Xenopus laevis oocytes provide the opportunity to target a particular endogenous snRNP for destruction and then assess the activity and particle assembly of an in vitro transcribed snRNA introduced by microinjection (27). We have adopted this procedure for the study of histone pre-mRNA processing. The first step is a cytoplasmic injection of a deoxyoligonucleotide complementary to 16 nt at the 5′ end of Xenopus U7 RNA (26). After 3 h, sufficient for the antisense deoxyoligonucleotide to target degradation of the pool of Xenopus U7 by endogenous RNase H (28, 29) and for endogenous DNase to degrade the antisense deoxyoligonucleotide (data not shown), in vitro-transcribed human U7 RNA is microinjected into the oocyte cytoplasm. Following an overnight incubation, which allows U7 snRNP assembly and transport to the nucleus, [α-32P]UTP-labeled histone pre-mRNA derived from the mouse H2A-614 gene (4, 6) is injected into the GV (nucleus).
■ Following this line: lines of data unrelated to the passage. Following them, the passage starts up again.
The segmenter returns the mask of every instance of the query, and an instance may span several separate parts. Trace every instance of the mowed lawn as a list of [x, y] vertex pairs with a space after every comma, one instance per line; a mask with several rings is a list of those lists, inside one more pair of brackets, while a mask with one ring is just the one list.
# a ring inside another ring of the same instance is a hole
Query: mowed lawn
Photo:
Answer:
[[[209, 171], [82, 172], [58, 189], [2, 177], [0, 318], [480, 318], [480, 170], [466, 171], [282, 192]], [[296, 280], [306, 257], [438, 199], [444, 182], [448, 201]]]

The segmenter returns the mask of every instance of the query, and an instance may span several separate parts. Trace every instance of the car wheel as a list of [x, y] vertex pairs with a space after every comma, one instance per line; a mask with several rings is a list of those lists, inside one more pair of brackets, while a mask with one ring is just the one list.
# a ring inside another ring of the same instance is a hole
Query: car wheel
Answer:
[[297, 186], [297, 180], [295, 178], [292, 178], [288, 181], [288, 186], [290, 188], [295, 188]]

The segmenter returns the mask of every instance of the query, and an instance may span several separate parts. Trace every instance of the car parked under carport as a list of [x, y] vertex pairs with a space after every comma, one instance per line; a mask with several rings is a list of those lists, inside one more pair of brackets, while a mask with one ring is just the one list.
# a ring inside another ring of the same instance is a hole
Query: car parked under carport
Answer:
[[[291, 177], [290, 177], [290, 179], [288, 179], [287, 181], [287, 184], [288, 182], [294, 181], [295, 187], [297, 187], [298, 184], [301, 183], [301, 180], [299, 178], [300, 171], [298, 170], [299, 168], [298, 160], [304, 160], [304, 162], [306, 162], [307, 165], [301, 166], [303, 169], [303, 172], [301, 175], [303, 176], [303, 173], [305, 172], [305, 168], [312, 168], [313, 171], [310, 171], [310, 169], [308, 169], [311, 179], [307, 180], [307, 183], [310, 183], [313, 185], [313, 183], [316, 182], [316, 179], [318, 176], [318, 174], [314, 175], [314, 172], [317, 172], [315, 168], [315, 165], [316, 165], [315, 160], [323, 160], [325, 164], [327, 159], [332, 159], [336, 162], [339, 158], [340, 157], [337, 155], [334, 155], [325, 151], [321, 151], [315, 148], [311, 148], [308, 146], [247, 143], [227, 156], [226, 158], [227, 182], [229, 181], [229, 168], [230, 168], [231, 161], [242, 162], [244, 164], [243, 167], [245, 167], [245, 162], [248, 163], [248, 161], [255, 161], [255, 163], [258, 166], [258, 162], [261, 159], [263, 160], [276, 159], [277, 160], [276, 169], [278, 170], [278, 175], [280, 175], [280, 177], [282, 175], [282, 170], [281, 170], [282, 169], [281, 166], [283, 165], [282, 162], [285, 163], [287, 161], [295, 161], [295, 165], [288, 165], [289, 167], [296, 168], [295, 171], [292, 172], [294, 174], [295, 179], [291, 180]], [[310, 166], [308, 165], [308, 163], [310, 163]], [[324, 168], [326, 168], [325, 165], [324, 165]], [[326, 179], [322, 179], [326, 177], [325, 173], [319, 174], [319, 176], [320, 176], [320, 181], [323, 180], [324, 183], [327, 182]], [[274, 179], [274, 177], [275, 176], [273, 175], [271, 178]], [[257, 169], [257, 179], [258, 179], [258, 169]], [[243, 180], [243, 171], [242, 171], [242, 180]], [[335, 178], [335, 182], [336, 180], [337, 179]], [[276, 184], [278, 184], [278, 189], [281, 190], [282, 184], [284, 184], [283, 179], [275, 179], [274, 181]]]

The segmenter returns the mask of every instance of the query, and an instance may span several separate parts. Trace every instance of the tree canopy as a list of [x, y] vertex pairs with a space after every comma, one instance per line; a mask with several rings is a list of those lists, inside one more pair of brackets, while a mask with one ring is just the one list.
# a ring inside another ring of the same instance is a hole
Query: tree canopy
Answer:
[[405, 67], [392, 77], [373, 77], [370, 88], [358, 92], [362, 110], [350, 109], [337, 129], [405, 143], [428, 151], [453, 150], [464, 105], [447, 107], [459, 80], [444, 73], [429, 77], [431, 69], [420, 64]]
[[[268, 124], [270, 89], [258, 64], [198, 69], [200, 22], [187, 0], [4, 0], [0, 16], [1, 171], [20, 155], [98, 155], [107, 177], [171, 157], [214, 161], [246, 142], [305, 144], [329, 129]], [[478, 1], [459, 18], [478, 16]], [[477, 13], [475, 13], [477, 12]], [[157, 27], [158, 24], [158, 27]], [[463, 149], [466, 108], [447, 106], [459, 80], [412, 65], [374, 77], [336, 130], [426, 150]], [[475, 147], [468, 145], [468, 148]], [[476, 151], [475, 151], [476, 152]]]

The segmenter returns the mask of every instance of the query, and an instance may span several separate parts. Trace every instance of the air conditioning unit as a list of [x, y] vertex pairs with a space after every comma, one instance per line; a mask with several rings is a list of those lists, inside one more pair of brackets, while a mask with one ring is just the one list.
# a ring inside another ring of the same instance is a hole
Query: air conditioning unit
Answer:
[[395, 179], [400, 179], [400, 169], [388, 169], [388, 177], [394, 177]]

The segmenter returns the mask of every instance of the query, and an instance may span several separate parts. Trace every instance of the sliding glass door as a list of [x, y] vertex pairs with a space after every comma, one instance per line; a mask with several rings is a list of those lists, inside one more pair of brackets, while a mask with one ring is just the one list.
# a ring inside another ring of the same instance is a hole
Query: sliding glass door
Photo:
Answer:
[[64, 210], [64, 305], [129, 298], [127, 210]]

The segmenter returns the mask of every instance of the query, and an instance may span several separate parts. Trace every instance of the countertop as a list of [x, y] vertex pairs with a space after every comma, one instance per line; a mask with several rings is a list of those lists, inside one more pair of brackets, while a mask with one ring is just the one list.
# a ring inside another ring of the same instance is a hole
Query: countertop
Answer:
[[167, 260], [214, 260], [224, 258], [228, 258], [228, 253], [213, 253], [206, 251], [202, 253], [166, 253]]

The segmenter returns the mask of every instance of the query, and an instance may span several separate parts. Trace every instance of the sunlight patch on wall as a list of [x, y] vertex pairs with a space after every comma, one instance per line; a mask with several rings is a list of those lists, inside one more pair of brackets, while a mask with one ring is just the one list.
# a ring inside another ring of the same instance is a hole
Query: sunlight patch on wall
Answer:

Three to 4 h later the GVs are collected, and RNA is isolated and analyzed. Successful destruction of endogenous U7 RNA can be confirmed by the absence of a U7 primer extension product and by lack of processing of subsequently injected wild-type histone pre-mRNA.
To ask whether processing in the oocyte produces the same pattern of alternate cleavages of mouse histone pre-mRNA insertion mutants as had been documented in HeLa cell extracts in vitro (22), the identical mutant substrates (see Fig. 1) were injected into untreated oocytes or U7-depleted oocytes reconstituted with human U7 RNA (Fig. 2A). Untreated oocytes (lanes 11–20) yielded similar products to those obtained in the HeLa in vitro system (lanes 1–10). The only exception is the 5C insertion mutant, where the oocyte products (lane 15) migrate slightly faster than the in vitro product (lane 5). Lanes 31–40, oocytes depleted of endogenous U7 RNA, show that endogenous processing activity was almost completely abolished by the antisense deoxyoligonucleotide, although there is considerable nonspecific degradation of the substrates in the oocyte. In oocytes subsequently rescued with human U7 RNA prior to histone pre-mRNA addition (lanes 21–30), the patterns of processing of the histone insertion mutant substrates closely mimic those of in vitro processing (lanes 1–10) and untreated oocytes (lanes 11–20). Even though variability in injection efficiency is an inherent disadvantage of the oocyte system, the relative levels of products observed for the various insertion mutants reflect those detected in vitro. Processing efficiency in general decreases as the HDE is moved farther from the stem–loop; interestingly, the 5Cswap and 9C-A9 (which has an adenylate residue inserted upstream of the cleavage site) are not cleaved significantly better than 5C and 9C in the oocyte, as they are in the HeLa cell extract (compare lanes 6 and 9 with lanes 16, 19, 26, and 29). We conclude that human U7 RNA can assemble with Xenopus proteins to produce a snRNP that processes mouse histone insertion mutant pre-mRNAs equivalently to the Xenopus U7 snRNP and similarly to HeLa cell nuclear extract.
Figure 2.
In vitro and oocyte processing of histone pre-mRNA insertion mutants and HDE base substitution mutants. (A) Internally labeled insertion substrates were processed in HeLa cell nuclear extract (lanes 1–10) or injected into the GV of untreated Xenopus oocytes (lanes 11–20), of oocytes where the endogenous Xenopus U7 RNA was degraded and subsequently rescued by injection of in vitro-transcribed human U7 RNA (lanes 21–30), or oocytes where the endogenous Xenopus U7 RNA had been degraded (lanes 31–40). Note that lane 29 was underloaded in this particular experiment. In at least six different experiments, progressive decreases in processing efficiency were observed with longer insertions. (B) Suppression of substitution mutations in the HDE in Xenopus oocytes. Wild-type histone pre-mRNA was injected into untreated oocytes (lane 1), oocytes depleted of U7 RNA (lane 2), depleted oocytes rescued with U7wt RNA (lane 3), or depleted oocytes rescued with U7py→pu (lane 4). In lanes 5–7, the HDEpu-py substrate was injected into untreated oocytes, U7wt rescued oocytes, or U7py→py rescued oocytes. In lanes 8–10, the HDEgag→cuc mutant was injected into untreated, U7wt rescued, or U7cuc→gag rescued oocytes. In lanes 11–13, the HDEaaa→uuu mutant was injected into untreated, U7wt rescued, or U7 uuu→aaa rescued oocytes.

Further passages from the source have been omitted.